Regarding partioning

Posted: Wed Apr 25, 2012 8:50 am
by nveejas
I have a doubt in partitioning. In my job i'm using a sort -> remove duplicate->join.

Here sort and RD is based on 3 keys (say key1, key2 and key 3) and join is based on 2 keys (key1 and key2).. so in this case should i need to re-partition(hash) in join stage based on these 2 keys?

Thes two join keys are already has partioned in sort stage.

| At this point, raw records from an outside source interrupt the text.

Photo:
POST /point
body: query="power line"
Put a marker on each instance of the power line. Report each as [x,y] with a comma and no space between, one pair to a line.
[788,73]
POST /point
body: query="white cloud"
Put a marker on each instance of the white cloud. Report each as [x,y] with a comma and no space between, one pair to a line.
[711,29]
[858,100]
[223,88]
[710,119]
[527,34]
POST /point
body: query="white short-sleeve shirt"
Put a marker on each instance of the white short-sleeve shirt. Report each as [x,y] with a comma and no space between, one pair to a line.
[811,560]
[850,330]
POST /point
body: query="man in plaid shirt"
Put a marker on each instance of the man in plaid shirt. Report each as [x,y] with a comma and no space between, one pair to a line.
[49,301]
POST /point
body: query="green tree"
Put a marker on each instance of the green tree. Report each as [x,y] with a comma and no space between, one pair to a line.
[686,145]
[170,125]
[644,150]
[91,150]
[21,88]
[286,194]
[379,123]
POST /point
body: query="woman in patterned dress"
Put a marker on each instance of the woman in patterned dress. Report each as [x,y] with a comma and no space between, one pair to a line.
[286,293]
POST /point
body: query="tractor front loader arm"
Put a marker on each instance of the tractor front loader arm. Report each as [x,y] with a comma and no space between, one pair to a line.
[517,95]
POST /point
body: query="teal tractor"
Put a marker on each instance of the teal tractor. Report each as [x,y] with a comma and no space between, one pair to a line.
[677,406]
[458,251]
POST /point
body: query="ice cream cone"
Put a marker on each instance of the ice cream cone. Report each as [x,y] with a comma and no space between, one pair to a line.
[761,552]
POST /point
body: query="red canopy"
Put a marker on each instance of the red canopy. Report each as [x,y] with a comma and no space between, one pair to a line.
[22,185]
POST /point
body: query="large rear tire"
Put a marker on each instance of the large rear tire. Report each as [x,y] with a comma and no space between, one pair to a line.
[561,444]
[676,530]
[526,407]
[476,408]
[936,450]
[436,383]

Posted: Wed Apr 25, 2012 12:39 pm
by jwiles
If your data is already partitioned on key1 and key2 prior to the sort/rd, there is no need to repartition for the join stage (the partitioning already meets the requirements for all logic. RD will not affect the existing partitioning...it is only removing records). If your data is partitioned on key1, key2 and key3 prior to the sort/rd, either remove key3 from the partition strategy (preferred) or repartition/resort prior to the join.

Regards,

Re: Regarding partioning

Posted: Wed Apr 25, 2012 1:59 pm
by npsandeep
I go with Jwiles.

Posted: Thu Apr 26, 2012 12:54 am
by nveejas
Hi Jwiles,

Thanks a lot.. Now its working fine.